I get what you are saying but it’s 2025 and a mobile device is basically required to operate in society today. Especially if you want an active social life or to excel at work.

Nobody needs a margarita or any other addictive substance to function in society (barring actual substances issues). So it’s a false equivalence to compare apps like this.

An example in my middle aged life is that my kids extra-curriculars are all organized on WhatsApp. If I choose not to have a Meta account then my kids suffer when I am out of the loop on their events. Then of course all of the invites and venues are on Facebook. And all the parents post their pics to IG.

Because these apps are purposely designed to addict you, it is a real sticky thing to have to dip your toes in without getting sucked into a scrolling nightmare.


Well he didn't say the phone, but the app. So instead of using app timers just delete the app. The point is that you find yourself having a problem with the app and regret it's usage later then an app timer is the same as an alcoholic having one drink, now if you are judicious with the app timer and really do it ok. Same for an alcoholic, if you can actually have one drink, then it's fine.

Some apps are addictive but have some reasonable informational value. Some are just straight key bumps of entertainment with an algorithmic comedown to keep you looking for the next baggie.

I have the same situation you do about Facebook, but still don't have the app on my phone. I just check the mobile site and I was forced to install messenger. I have no need or desire to install things like TikTok or Instagram, of the hundreds of times people have sent me links to things on those apps I've never come away with the feeling that it was a value add.


It's a good idea to just uninstall some of these apps or even accounts and see if you really miss them. I found that not to be the case with Twitter and Facebook.


I do agree with your point about phones being necessary and that complicating the addiction but A) people absolutely made the same argument about alcohol in the past, that it was necessary for a social life and B) they were critical of the TikTok app specifically rather than phones as a whole in general.


I find them really useful, I find youtube to be a good thing in moderation. But its very helpful to have a timer forcing me to thoughtfully use the time I've allocated.


The "UnTrap"-Add-On for Firefox can block the more detrimental aspects of youtube, like shorts or the recommendation of other videos. I have it configured so that it always brings me directly to the "watch later"-playlist and I never go to the main page.


FreeTube is also phenomenal for de-enshittifying (dis-enshittifying?) the YouTube experience


I wish Chrome had timers for specific websites on mobile. I hate the all-or-nothing Chrome timer, it's ridiculous and so counter intuitive.


> I wish Chrome had timers for specific websites on mobile.

Chrome does have this feature on mobile, but perhaps not on your mobile.


this is the sole reason i default to Firefox on mobile as it allows extensions. And install a website restriction ext like Leechblock [1].

[1] https://chromewebstore.google.com/detail/blaaajhemilngeeffpb...


I’d also like more control over chrome autocomplete.

Most of the time that I get sucked into a website, it’s because autocomplete and muscle memory got me there without thinking. Every once in a while I’ll clean out my history cache and for a week or so I’ll find myself on the page of google search results for “re” or “fa”

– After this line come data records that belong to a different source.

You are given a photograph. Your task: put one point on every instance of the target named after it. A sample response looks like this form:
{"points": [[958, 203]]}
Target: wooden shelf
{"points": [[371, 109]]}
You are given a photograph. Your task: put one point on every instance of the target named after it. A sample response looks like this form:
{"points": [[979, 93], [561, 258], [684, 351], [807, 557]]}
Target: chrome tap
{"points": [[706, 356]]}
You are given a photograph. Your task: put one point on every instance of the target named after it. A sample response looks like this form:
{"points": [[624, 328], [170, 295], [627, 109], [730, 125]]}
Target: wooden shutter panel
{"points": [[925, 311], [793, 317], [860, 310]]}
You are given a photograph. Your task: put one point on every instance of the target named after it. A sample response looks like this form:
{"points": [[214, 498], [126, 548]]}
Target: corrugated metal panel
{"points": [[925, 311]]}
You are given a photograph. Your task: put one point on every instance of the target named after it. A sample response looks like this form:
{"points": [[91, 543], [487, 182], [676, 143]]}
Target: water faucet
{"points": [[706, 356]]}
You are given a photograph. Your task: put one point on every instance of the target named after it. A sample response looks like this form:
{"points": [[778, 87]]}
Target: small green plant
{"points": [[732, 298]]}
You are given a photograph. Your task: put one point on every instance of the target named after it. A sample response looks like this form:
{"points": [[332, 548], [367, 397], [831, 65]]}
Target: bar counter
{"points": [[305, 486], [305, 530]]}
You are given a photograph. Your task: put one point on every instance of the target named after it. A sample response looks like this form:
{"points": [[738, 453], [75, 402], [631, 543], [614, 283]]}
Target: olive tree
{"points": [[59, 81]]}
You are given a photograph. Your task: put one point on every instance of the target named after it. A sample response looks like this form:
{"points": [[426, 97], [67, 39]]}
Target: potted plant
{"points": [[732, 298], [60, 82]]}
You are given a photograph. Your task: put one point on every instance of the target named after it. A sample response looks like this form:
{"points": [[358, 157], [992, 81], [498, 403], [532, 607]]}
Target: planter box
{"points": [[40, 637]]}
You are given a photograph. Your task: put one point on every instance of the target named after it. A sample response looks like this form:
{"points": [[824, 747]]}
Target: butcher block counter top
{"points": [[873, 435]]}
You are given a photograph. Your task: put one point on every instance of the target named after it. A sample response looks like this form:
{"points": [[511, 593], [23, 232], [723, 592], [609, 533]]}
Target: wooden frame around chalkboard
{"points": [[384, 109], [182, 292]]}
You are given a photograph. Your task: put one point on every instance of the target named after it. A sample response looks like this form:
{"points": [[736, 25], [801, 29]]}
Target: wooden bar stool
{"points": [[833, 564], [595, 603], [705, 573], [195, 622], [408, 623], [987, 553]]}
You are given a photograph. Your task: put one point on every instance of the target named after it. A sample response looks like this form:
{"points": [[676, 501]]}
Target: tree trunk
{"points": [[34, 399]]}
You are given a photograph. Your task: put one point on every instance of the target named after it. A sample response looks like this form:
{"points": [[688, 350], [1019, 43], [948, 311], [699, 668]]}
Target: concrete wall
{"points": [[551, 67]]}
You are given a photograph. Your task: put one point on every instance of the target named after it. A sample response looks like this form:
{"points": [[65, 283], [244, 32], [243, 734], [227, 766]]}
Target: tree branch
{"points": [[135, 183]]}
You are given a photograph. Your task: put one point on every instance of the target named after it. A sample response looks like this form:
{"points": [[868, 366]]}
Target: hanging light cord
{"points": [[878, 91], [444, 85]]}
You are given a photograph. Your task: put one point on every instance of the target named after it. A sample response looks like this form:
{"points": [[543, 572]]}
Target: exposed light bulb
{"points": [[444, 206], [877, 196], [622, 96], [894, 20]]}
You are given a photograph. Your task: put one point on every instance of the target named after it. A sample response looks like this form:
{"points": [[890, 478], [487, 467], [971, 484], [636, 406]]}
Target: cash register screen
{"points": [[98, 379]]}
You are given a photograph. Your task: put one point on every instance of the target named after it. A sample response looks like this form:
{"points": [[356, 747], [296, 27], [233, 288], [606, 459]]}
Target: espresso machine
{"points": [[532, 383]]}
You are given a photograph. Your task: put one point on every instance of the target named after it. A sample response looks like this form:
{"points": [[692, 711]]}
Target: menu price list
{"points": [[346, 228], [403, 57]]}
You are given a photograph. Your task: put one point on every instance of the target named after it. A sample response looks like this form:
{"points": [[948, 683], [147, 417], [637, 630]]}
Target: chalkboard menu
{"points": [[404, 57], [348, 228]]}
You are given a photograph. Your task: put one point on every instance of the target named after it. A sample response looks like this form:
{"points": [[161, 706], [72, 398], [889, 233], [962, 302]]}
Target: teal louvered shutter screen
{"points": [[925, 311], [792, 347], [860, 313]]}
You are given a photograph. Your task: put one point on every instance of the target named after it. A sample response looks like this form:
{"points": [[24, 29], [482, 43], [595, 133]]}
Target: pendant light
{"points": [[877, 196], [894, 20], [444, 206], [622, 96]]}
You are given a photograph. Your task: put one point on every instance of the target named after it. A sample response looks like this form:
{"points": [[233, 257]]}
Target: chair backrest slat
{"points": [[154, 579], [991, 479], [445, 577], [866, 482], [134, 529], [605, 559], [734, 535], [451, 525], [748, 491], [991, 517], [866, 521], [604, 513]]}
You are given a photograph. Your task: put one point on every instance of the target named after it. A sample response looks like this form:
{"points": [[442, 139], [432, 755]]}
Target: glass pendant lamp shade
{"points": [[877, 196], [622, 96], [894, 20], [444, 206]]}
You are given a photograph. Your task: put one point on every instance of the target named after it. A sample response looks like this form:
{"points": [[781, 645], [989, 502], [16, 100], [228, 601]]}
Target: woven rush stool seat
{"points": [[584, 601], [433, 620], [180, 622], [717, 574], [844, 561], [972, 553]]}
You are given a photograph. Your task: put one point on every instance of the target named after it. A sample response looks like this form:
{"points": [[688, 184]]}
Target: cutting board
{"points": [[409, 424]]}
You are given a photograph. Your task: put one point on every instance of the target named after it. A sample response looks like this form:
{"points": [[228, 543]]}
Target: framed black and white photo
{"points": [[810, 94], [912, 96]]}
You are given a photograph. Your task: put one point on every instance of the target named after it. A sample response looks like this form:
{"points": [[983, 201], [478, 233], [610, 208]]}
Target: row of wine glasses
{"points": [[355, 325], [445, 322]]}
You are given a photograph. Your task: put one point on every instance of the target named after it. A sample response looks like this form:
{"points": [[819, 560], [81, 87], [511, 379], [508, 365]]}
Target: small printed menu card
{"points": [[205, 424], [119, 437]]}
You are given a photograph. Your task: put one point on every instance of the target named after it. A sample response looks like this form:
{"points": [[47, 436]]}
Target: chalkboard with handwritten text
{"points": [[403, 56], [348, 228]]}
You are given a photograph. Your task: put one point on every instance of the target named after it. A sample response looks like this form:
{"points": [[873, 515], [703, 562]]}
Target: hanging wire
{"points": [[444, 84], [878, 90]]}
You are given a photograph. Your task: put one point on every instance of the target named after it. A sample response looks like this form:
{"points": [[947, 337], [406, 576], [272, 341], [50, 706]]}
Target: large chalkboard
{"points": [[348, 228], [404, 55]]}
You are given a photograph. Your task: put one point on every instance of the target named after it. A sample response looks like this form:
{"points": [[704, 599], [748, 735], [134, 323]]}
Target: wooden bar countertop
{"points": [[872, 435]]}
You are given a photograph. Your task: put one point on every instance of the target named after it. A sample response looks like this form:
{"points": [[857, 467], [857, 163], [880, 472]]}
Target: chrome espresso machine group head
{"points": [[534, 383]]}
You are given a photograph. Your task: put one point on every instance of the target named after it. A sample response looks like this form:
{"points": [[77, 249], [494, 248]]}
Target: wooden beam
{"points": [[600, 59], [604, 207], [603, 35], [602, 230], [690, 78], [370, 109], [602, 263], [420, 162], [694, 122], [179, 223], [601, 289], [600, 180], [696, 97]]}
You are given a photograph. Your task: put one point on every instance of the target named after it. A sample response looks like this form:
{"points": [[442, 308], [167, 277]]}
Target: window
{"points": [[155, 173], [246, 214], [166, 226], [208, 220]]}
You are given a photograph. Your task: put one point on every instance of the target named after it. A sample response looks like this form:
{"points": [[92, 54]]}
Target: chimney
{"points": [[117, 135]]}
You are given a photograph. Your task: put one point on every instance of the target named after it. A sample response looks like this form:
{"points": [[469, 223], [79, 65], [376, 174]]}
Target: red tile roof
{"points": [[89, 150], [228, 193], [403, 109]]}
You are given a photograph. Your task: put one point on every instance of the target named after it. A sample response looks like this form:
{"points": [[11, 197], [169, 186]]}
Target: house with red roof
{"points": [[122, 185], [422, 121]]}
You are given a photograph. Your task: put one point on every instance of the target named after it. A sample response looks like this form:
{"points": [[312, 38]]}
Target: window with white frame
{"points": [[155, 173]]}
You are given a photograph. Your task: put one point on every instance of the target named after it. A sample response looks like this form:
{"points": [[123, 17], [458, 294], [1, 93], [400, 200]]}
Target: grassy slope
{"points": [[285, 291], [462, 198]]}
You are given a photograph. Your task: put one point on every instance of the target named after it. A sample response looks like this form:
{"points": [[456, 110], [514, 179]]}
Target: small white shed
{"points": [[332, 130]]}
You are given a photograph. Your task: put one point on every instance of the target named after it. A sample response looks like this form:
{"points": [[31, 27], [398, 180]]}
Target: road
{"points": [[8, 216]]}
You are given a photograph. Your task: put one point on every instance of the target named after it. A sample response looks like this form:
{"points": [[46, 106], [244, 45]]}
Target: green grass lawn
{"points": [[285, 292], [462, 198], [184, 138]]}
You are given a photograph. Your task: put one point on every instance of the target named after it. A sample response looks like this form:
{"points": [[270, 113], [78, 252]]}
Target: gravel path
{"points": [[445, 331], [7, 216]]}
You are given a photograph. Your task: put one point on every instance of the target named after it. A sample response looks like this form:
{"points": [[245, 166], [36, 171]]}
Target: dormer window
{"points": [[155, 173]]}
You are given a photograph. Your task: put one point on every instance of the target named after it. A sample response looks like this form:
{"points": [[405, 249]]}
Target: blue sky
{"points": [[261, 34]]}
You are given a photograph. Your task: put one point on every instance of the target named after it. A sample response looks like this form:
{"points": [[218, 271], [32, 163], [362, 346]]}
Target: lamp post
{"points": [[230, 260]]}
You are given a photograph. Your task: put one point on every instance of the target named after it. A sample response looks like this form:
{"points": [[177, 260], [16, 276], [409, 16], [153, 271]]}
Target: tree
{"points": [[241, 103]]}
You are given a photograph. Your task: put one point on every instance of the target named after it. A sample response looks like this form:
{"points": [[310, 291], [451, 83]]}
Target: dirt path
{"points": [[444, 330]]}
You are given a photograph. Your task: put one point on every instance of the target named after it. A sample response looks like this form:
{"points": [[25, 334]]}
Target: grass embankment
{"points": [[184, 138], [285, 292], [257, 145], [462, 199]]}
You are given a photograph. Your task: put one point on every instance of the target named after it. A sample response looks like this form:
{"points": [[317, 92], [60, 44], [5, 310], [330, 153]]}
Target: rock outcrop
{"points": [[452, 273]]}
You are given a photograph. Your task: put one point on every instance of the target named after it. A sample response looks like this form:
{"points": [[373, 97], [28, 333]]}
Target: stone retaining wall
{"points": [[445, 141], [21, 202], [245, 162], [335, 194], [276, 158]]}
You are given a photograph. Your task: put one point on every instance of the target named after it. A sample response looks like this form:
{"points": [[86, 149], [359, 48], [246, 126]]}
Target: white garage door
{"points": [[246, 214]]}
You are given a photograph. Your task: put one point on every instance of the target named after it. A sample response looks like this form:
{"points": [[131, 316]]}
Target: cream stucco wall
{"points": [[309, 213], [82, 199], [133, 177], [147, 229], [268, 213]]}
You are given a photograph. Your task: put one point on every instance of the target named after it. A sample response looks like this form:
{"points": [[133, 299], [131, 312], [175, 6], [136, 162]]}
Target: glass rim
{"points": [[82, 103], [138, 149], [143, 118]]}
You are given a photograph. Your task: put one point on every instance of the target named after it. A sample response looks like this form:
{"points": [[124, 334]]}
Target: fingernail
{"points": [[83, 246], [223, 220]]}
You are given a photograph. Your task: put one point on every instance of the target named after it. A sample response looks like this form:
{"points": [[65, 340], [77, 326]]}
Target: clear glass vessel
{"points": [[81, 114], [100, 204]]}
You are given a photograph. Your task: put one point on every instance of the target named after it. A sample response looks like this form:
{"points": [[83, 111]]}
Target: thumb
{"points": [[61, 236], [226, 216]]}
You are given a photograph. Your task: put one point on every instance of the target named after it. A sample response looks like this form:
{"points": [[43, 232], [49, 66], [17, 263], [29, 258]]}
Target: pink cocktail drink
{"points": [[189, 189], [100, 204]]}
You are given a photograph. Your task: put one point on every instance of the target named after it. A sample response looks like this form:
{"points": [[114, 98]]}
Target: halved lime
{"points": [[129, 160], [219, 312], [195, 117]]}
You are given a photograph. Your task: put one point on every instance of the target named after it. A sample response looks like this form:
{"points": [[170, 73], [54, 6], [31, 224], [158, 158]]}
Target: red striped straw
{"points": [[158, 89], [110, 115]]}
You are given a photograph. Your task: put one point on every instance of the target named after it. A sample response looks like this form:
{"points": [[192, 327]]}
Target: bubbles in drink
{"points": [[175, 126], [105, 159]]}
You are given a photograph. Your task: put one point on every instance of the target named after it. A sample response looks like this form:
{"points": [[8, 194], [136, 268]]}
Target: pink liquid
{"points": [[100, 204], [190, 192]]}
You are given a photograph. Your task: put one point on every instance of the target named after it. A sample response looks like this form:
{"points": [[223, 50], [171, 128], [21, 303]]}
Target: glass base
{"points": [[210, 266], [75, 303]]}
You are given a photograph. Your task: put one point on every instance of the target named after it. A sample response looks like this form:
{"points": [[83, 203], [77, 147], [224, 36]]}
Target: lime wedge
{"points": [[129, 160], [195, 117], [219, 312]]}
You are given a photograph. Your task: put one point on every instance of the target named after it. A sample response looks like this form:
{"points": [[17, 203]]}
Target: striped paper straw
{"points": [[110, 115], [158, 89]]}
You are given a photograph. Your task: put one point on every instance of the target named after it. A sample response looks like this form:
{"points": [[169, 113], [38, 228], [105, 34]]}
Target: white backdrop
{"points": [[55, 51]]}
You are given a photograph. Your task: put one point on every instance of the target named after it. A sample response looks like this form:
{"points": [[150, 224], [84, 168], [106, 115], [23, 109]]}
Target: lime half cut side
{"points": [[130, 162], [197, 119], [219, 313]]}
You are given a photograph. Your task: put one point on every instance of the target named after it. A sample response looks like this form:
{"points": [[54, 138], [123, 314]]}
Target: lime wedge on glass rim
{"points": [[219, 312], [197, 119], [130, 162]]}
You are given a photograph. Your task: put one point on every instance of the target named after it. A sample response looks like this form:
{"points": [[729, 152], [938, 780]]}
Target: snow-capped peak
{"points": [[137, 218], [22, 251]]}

You can hold-press over an autocompleted URL to delete it, which has much less friction than clearing your history.


Agreed, and their setting to turn it off entirely doesn't work on Pixel at all.


Pixel phones (at least) have this.


"Normal" people don't react that way to casinos.


Have you walked past one recently? Casinos used to have at least some veneer of sophistication - polished wood, baize, well-dressed croupiers - even if it was ultimately pretty thin. Now the whole room looks like a giant kiddie noisemaker toy.


Aside from general infantilization, another theory: The old status-signalling has moved on to something else, and past generations' signals of upper-class (or at least classier) gambling are now obsolete, so nobody bothers projecting them.